A transcript plain-text file (UTF-8).
Optional: a chapters text file with one chapter per line.

2. Run chunking + summaries¶

If you want to run the full text pipeline (summaries + candidates) in one step, use:

podcast draft \
  --dry-run \
  --workspace ./workspaces/ep_001 \
  --transcript /path/to/transcript.txt \
  --chapters /path/to/chapters.txt \
  --episode-id ep_001

Notes:

--workspace must not exist; the command creates it.

podcast summarize \
  --dry-run \
  --workspace ./workspaces/ep_001 \
  --transcript /path/to/transcript.txt \
  --episode-id ep_001

Notes:

--workspace must not exist; it will be created.
The transcript is copied into transcript/transcript.txt under the workspace.

3. (Optional) Add chapters¶

Chapters are used when generating assets. Supply them using any of these sources (first match wins):

Put transcript/chapters.txt inside the workspace.
Set inputs.chapters in episode.yaml.
Pass --chapters /path/to/chapters.txt to the next step.

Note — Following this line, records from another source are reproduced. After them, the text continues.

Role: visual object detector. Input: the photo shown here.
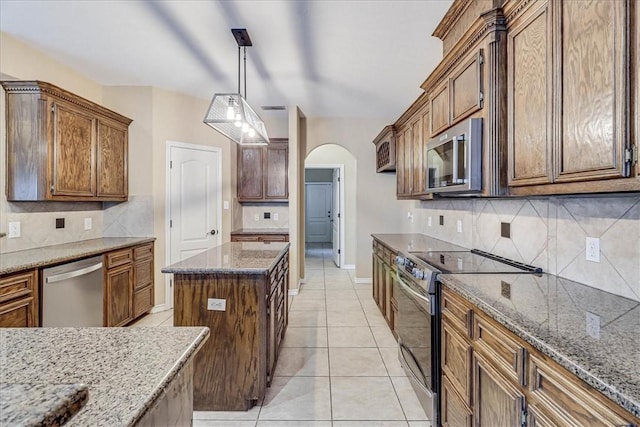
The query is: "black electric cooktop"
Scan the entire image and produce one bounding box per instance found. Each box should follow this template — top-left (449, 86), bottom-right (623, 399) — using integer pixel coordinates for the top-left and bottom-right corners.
top-left (409, 249), bottom-right (543, 275)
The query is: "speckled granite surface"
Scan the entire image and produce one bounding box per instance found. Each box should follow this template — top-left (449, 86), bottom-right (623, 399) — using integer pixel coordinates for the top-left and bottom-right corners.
top-left (373, 233), bottom-right (639, 418)
top-left (0, 237), bottom-right (155, 275)
top-left (0, 383), bottom-right (88, 426)
top-left (371, 233), bottom-right (468, 253)
top-left (231, 228), bottom-right (289, 235)
top-left (0, 327), bottom-right (209, 426)
top-left (441, 273), bottom-right (640, 418)
top-left (162, 241), bottom-right (289, 274)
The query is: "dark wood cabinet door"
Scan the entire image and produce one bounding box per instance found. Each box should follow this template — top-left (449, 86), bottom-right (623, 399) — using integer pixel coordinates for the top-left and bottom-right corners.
top-left (96, 118), bottom-right (128, 199)
top-left (507, 1), bottom-right (553, 187)
top-left (411, 115), bottom-right (425, 196)
top-left (450, 49), bottom-right (483, 124)
top-left (472, 352), bottom-right (525, 427)
top-left (105, 264), bottom-right (133, 327)
top-left (265, 144), bottom-right (288, 200)
top-left (430, 80), bottom-right (450, 137)
top-left (442, 324), bottom-right (472, 406)
top-left (51, 100), bottom-right (96, 198)
top-left (555, 0), bottom-right (629, 183)
top-left (238, 147), bottom-right (264, 200)
top-left (395, 130), bottom-right (407, 197)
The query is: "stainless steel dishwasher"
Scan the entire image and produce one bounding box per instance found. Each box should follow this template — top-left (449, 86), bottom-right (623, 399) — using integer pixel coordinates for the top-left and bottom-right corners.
top-left (42, 256), bottom-right (104, 327)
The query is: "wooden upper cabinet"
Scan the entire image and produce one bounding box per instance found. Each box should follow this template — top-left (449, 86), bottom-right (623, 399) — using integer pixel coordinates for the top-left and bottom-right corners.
top-left (430, 49), bottom-right (484, 138)
top-left (430, 80), bottom-right (450, 136)
top-left (507, 0), bottom-right (553, 187)
top-left (51, 100), bottom-right (96, 197)
top-left (97, 118), bottom-right (128, 199)
top-left (372, 125), bottom-right (396, 172)
top-left (507, 0), bottom-right (638, 194)
top-left (1, 81), bottom-right (132, 201)
top-left (238, 139), bottom-right (288, 202)
top-left (555, 0), bottom-right (628, 183)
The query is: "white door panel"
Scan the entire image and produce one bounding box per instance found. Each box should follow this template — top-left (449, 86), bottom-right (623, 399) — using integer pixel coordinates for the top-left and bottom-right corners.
top-left (168, 144), bottom-right (221, 308)
top-left (305, 183), bottom-right (332, 243)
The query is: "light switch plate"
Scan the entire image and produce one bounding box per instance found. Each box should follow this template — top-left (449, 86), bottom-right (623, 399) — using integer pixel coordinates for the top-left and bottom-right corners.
top-left (254, 214), bottom-right (259, 221)
top-left (456, 220), bottom-right (463, 233)
top-left (428, 216), bottom-right (432, 227)
top-left (207, 298), bottom-right (226, 311)
top-left (273, 213), bottom-right (279, 221)
top-left (223, 200), bottom-right (229, 210)
top-left (84, 218), bottom-right (92, 230)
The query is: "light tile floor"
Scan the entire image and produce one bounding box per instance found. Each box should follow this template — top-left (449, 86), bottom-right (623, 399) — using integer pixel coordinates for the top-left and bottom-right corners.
top-left (132, 243), bottom-right (429, 427)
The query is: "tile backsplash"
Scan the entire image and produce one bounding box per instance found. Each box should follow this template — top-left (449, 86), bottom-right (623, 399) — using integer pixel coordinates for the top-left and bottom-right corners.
top-left (412, 194), bottom-right (640, 302)
top-left (241, 205), bottom-right (289, 229)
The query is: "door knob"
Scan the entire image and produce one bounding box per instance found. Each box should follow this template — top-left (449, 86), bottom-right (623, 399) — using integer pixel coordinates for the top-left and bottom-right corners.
top-left (209, 229), bottom-right (217, 235)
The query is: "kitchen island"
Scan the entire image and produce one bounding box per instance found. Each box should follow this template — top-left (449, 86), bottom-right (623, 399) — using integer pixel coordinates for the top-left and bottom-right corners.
top-left (0, 326), bottom-right (209, 426)
top-left (162, 241), bottom-right (289, 411)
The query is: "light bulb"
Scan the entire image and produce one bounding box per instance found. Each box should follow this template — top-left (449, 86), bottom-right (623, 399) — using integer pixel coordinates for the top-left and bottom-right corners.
top-left (234, 121), bottom-right (242, 127)
top-left (226, 106), bottom-right (235, 120)
top-left (235, 114), bottom-right (241, 121)
top-left (248, 128), bottom-right (256, 138)
top-left (242, 122), bottom-right (249, 133)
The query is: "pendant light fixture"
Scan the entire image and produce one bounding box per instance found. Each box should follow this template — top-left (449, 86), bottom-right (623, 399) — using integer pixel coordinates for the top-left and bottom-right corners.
top-left (204, 28), bottom-right (269, 145)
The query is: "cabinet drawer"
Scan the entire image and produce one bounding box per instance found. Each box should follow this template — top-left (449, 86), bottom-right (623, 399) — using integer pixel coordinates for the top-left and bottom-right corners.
top-left (134, 243), bottom-right (153, 261)
top-left (442, 287), bottom-right (473, 338)
top-left (133, 285), bottom-right (154, 318)
top-left (528, 353), bottom-right (634, 426)
top-left (0, 270), bottom-right (36, 303)
top-left (106, 248), bottom-right (133, 269)
top-left (0, 297), bottom-right (36, 328)
top-left (473, 312), bottom-right (526, 385)
top-left (134, 260), bottom-right (153, 289)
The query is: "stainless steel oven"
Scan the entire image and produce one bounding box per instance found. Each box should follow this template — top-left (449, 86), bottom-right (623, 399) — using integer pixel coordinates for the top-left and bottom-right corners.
top-left (394, 255), bottom-right (440, 426)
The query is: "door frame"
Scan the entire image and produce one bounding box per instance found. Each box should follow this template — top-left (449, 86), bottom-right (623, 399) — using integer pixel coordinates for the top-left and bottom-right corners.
top-left (304, 164), bottom-right (345, 268)
top-left (165, 140), bottom-right (222, 310)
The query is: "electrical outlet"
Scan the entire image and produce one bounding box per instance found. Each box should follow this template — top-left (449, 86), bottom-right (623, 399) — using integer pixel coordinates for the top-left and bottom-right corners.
top-left (407, 211), bottom-right (413, 222)
top-left (585, 311), bottom-right (600, 339)
top-left (8, 221), bottom-right (20, 238)
top-left (273, 213), bottom-right (279, 221)
top-left (254, 214), bottom-right (259, 221)
top-left (585, 237), bottom-right (600, 262)
top-left (84, 218), bottom-right (92, 230)
top-left (207, 298), bottom-right (227, 311)
top-left (456, 219), bottom-right (463, 233)
top-left (223, 200), bottom-right (229, 210)
top-left (428, 216), bottom-right (432, 227)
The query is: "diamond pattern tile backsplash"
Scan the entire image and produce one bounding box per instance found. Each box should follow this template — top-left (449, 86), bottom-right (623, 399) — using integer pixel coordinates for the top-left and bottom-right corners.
top-left (414, 195), bottom-right (640, 301)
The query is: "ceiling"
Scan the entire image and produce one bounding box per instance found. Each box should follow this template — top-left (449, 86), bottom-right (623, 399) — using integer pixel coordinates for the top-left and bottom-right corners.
top-left (0, 0), bottom-right (453, 120)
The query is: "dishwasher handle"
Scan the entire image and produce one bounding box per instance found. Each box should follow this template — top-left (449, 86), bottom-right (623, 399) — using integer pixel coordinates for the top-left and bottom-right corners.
top-left (46, 262), bottom-right (104, 284)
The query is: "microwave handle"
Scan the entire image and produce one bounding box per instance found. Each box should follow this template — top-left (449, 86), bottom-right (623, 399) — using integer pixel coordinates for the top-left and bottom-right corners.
top-left (452, 135), bottom-right (459, 183)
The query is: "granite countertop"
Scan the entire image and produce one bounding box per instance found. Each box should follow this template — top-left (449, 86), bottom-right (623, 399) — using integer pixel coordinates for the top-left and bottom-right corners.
top-left (0, 237), bottom-right (156, 275)
top-left (162, 241), bottom-right (289, 275)
top-left (0, 326), bottom-right (209, 426)
top-left (372, 233), bottom-right (640, 417)
top-left (0, 383), bottom-right (88, 426)
top-left (231, 228), bottom-right (289, 235)
top-left (441, 273), bottom-right (640, 417)
top-left (371, 233), bottom-right (468, 253)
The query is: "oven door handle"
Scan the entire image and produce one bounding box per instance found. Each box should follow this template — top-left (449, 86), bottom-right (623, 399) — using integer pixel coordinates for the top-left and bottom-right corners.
top-left (395, 269), bottom-right (433, 314)
top-left (398, 340), bottom-right (432, 396)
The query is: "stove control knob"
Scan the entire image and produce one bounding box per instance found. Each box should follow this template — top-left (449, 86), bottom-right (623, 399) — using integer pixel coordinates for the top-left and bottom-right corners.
top-left (395, 256), bottom-right (405, 266)
top-left (413, 268), bottom-right (425, 280)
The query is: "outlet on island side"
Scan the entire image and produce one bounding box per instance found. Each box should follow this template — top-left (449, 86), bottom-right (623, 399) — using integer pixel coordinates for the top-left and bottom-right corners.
top-left (585, 237), bottom-right (600, 262)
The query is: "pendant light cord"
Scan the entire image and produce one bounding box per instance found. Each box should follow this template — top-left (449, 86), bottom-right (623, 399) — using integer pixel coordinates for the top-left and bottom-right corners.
top-left (243, 46), bottom-right (247, 99)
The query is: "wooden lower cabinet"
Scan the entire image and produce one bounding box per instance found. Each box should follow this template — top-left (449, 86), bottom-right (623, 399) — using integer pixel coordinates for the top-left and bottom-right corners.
top-left (441, 286), bottom-right (640, 427)
top-left (173, 248), bottom-right (289, 411)
top-left (105, 263), bottom-right (134, 327)
top-left (371, 239), bottom-right (397, 336)
top-left (0, 270), bottom-right (38, 327)
top-left (105, 242), bottom-right (155, 326)
top-left (473, 352), bottom-right (526, 427)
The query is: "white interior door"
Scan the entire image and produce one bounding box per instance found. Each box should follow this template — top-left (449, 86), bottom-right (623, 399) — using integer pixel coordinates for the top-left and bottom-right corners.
top-left (305, 183), bottom-right (332, 243)
top-left (167, 143), bottom-right (221, 308)
top-left (332, 168), bottom-right (341, 266)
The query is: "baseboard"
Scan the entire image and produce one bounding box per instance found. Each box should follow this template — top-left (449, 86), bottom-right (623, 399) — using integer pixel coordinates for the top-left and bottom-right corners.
top-left (341, 264), bottom-right (355, 270)
top-left (354, 277), bottom-right (373, 284)
top-left (288, 288), bottom-right (299, 296)
top-left (150, 304), bottom-right (168, 313)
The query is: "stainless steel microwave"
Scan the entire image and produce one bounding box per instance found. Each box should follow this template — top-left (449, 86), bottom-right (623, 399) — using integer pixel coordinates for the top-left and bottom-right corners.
top-left (425, 118), bottom-right (482, 194)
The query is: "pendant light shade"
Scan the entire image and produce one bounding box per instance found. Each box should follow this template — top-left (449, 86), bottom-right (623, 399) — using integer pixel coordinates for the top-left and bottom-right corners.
top-left (204, 29), bottom-right (269, 145)
top-left (204, 93), bottom-right (269, 145)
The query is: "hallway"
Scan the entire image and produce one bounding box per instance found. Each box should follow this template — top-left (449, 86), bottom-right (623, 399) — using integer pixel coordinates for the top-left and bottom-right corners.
top-left (191, 242), bottom-right (429, 426)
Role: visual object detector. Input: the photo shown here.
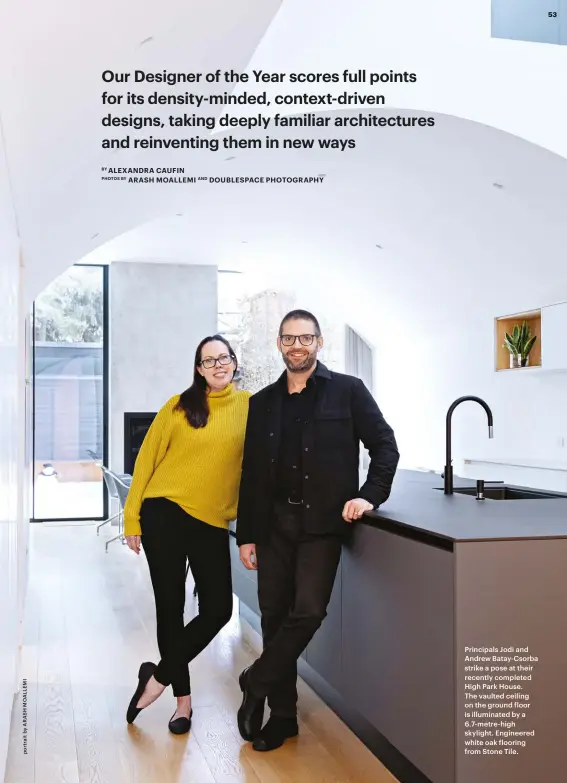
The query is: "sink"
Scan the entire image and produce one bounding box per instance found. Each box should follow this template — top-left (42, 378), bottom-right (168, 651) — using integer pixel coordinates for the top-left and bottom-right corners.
top-left (434, 486), bottom-right (567, 500)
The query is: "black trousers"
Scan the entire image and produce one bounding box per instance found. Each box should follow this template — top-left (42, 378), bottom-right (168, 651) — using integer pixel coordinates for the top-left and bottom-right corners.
top-left (249, 501), bottom-right (342, 718)
top-left (140, 497), bottom-right (233, 697)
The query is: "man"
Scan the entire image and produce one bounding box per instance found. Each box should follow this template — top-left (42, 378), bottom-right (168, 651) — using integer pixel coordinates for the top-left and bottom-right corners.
top-left (236, 309), bottom-right (399, 751)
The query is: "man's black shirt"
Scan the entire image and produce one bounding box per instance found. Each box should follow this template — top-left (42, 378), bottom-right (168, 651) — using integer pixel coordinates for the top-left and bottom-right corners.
top-left (236, 362), bottom-right (400, 545)
top-left (276, 371), bottom-right (318, 503)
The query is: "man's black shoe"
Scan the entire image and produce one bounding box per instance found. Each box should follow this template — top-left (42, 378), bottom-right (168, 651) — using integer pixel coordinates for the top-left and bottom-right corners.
top-left (237, 666), bottom-right (265, 741)
top-left (252, 716), bottom-right (299, 751)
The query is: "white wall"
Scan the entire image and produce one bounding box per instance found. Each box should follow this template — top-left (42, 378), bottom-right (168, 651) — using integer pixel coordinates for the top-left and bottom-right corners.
top-left (0, 121), bottom-right (22, 779)
top-left (300, 249), bottom-right (567, 490)
top-left (16, 303), bottom-right (32, 673)
top-left (109, 262), bottom-right (218, 472)
top-left (378, 276), bottom-right (567, 480)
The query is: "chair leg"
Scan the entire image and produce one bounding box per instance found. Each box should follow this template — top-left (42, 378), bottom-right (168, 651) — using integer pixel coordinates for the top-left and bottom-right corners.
top-left (105, 533), bottom-right (122, 552)
top-left (97, 511), bottom-right (119, 535)
top-left (119, 510), bottom-right (126, 544)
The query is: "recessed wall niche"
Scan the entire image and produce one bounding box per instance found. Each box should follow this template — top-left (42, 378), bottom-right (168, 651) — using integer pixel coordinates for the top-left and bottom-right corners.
top-left (494, 310), bottom-right (542, 371)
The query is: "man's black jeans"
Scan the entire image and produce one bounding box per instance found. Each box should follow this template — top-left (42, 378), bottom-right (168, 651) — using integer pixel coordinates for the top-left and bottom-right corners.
top-left (250, 501), bottom-right (342, 718)
top-left (140, 497), bottom-right (233, 697)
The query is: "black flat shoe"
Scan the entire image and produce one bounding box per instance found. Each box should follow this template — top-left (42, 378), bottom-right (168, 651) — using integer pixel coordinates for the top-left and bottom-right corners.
top-left (126, 661), bottom-right (157, 724)
top-left (168, 708), bottom-right (193, 735)
top-left (237, 666), bottom-right (265, 741)
top-left (252, 716), bottom-right (299, 752)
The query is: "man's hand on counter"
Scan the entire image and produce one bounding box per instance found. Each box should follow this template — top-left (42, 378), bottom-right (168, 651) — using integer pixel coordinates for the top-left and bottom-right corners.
top-left (240, 543), bottom-right (257, 570)
top-left (342, 498), bottom-right (373, 522)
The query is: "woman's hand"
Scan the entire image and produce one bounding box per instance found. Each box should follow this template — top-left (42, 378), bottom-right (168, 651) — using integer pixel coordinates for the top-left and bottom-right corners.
top-left (239, 543), bottom-right (257, 570)
top-left (126, 535), bottom-right (141, 554)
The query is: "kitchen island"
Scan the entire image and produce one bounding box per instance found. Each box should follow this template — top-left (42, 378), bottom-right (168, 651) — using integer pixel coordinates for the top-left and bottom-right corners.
top-left (229, 469), bottom-right (567, 783)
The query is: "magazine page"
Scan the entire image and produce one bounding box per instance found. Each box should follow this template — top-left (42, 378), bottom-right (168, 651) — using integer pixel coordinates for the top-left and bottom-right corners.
top-left (0, 1), bottom-right (566, 782)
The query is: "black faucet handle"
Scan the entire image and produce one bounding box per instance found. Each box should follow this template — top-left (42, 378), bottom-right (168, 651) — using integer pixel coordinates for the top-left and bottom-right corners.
top-left (476, 479), bottom-right (485, 500)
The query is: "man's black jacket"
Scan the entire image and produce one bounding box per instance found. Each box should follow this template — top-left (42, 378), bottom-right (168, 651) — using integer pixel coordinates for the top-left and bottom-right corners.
top-left (236, 362), bottom-right (400, 545)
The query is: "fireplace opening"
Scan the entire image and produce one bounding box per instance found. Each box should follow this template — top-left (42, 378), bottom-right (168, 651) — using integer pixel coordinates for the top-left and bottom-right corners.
top-left (124, 412), bottom-right (156, 475)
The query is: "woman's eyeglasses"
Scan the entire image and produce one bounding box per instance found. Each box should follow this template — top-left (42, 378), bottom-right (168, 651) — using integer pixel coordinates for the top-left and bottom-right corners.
top-left (280, 334), bottom-right (317, 347)
top-left (200, 353), bottom-right (234, 369)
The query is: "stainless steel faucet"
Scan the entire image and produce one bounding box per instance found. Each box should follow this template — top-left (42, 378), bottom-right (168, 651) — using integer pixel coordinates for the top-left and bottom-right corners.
top-left (444, 396), bottom-right (494, 494)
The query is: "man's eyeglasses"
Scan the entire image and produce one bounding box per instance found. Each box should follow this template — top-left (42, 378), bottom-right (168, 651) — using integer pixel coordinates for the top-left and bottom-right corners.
top-left (280, 334), bottom-right (317, 347)
top-left (199, 353), bottom-right (234, 369)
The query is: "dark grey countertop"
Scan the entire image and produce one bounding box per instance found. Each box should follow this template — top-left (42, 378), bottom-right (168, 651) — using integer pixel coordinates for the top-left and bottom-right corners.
top-left (364, 469), bottom-right (567, 543)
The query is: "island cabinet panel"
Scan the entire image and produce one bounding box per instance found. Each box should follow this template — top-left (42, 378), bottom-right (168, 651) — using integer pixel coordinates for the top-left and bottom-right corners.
top-left (229, 533), bottom-right (309, 660)
top-left (455, 539), bottom-right (567, 783)
top-left (342, 525), bottom-right (455, 783)
top-left (304, 557), bottom-right (343, 693)
top-left (229, 534), bottom-right (260, 616)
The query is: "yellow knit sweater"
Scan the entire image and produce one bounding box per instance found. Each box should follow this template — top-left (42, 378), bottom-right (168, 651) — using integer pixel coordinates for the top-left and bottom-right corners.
top-left (123, 383), bottom-right (251, 537)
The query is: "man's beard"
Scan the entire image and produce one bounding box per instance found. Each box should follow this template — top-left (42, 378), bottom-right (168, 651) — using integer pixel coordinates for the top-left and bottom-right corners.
top-left (283, 352), bottom-right (317, 373)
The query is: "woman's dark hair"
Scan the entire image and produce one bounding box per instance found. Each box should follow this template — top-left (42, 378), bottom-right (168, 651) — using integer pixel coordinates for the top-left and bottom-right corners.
top-left (175, 334), bottom-right (237, 428)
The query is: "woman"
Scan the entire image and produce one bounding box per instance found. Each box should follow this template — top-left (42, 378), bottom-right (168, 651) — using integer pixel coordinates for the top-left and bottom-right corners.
top-left (123, 335), bottom-right (250, 735)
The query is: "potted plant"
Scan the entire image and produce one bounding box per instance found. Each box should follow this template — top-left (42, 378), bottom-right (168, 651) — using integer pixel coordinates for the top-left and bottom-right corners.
top-left (503, 321), bottom-right (537, 368)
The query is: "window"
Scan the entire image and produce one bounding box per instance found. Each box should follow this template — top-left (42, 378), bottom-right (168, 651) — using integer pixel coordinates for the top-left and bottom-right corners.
top-left (218, 269), bottom-right (345, 393)
top-left (32, 264), bottom-right (108, 521)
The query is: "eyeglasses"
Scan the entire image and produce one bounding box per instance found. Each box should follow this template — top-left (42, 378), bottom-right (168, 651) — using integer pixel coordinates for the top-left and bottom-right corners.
top-left (200, 353), bottom-right (234, 369)
top-left (280, 334), bottom-right (317, 347)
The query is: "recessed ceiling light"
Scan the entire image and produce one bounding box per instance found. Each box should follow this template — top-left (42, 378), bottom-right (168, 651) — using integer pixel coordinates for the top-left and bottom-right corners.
top-left (140, 36), bottom-right (153, 45)
top-left (176, 213), bottom-right (183, 217)
top-left (375, 244), bottom-right (383, 249)
top-left (493, 182), bottom-right (504, 189)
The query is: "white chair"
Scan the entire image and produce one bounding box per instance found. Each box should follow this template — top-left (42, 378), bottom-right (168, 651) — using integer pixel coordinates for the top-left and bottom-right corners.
top-left (103, 473), bottom-right (197, 599)
top-left (105, 472), bottom-right (132, 552)
top-left (98, 467), bottom-right (121, 534)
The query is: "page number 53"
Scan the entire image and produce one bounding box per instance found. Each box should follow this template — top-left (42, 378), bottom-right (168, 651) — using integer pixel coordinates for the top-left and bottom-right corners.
top-left (548, 10), bottom-right (557, 15)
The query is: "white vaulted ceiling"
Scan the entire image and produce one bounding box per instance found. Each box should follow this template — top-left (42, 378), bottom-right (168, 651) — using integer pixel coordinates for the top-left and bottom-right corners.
top-left (80, 111), bottom-right (567, 308)
top-left (0, 0), bottom-right (283, 299)
top-left (0, 0), bottom-right (566, 303)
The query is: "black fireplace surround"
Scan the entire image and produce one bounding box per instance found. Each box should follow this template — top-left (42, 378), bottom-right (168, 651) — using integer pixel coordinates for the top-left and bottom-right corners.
top-left (124, 412), bottom-right (156, 475)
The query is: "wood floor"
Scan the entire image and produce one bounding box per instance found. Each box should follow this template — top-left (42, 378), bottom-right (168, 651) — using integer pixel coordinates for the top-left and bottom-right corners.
top-left (4, 523), bottom-right (399, 783)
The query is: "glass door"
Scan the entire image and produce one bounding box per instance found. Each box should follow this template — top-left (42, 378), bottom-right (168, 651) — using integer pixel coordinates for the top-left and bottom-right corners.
top-left (32, 264), bottom-right (108, 521)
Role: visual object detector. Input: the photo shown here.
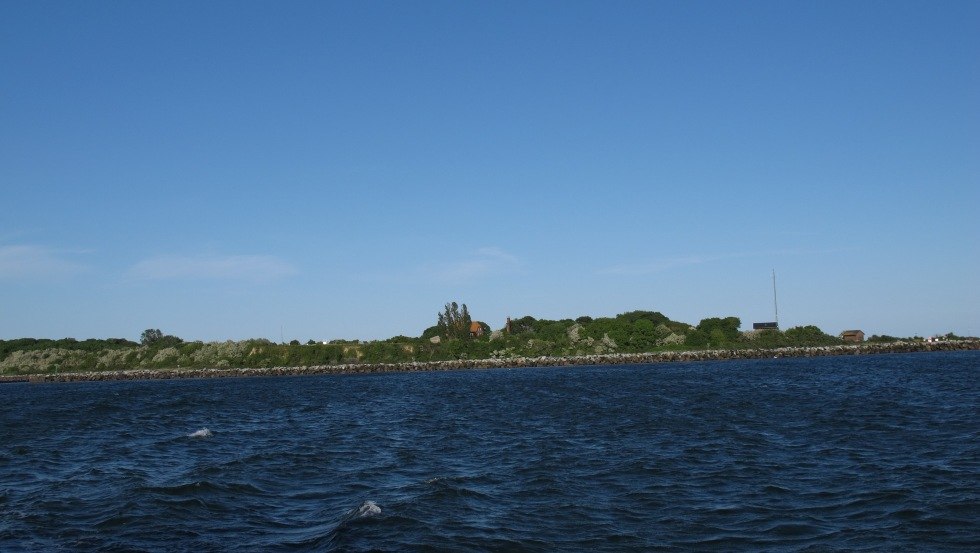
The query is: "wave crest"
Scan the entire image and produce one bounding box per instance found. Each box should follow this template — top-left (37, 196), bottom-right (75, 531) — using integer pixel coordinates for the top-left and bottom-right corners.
top-left (354, 500), bottom-right (381, 518)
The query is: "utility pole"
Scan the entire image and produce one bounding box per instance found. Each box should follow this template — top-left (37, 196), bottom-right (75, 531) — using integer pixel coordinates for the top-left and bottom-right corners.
top-left (772, 269), bottom-right (779, 329)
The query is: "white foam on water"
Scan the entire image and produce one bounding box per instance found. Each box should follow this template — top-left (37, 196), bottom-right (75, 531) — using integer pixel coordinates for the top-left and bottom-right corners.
top-left (187, 428), bottom-right (213, 438)
top-left (355, 500), bottom-right (381, 518)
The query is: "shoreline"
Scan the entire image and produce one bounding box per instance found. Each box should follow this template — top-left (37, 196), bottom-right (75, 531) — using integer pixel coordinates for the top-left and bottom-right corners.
top-left (2, 339), bottom-right (978, 384)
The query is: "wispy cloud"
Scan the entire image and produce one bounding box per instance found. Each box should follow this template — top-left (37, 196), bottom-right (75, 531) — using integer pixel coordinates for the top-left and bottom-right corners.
top-left (599, 253), bottom-right (738, 276)
top-left (599, 248), bottom-right (846, 276)
top-left (127, 254), bottom-right (298, 283)
top-left (427, 247), bottom-right (521, 282)
top-left (0, 245), bottom-right (90, 279)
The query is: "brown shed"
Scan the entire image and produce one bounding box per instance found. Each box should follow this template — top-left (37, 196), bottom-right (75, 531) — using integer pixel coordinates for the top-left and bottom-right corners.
top-left (840, 330), bottom-right (865, 343)
top-left (469, 321), bottom-right (485, 338)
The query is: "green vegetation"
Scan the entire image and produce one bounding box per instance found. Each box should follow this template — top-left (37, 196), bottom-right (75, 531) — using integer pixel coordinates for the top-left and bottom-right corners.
top-left (0, 310), bottom-right (972, 376)
top-left (436, 302), bottom-right (473, 341)
top-left (140, 328), bottom-right (183, 348)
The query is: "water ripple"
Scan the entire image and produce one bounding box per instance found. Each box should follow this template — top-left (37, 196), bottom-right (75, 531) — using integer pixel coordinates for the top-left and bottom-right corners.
top-left (0, 352), bottom-right (978, 551)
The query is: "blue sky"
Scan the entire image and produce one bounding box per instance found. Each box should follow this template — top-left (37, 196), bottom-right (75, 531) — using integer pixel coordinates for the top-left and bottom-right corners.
top-left (2, 1), bottom-right (977, 342)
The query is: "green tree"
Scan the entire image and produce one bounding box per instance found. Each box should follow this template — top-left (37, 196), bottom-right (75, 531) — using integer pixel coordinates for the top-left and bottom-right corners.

4. Generate candidate assets¶

podcast draft-candidates --workspace ./workspaces/ep_001 --candidates 3

podcast draft-candidates \
  --workspace ./workspaces/ep_001 \
  --chapters /path/to/chapters.txt

5. Inspect outputs¶

Chunk text + metadata: transcript/chunks/chunk_0001.txt and .json.
Chunk summaries: summaries/chunks/chunk_0001.summary.json.
Episode summary: summaries/episode/episode_summary.{json,md,html}.
Candidate assets: copy/candidates/<asset_id>/candidate_<uuid>.{json,md,html}.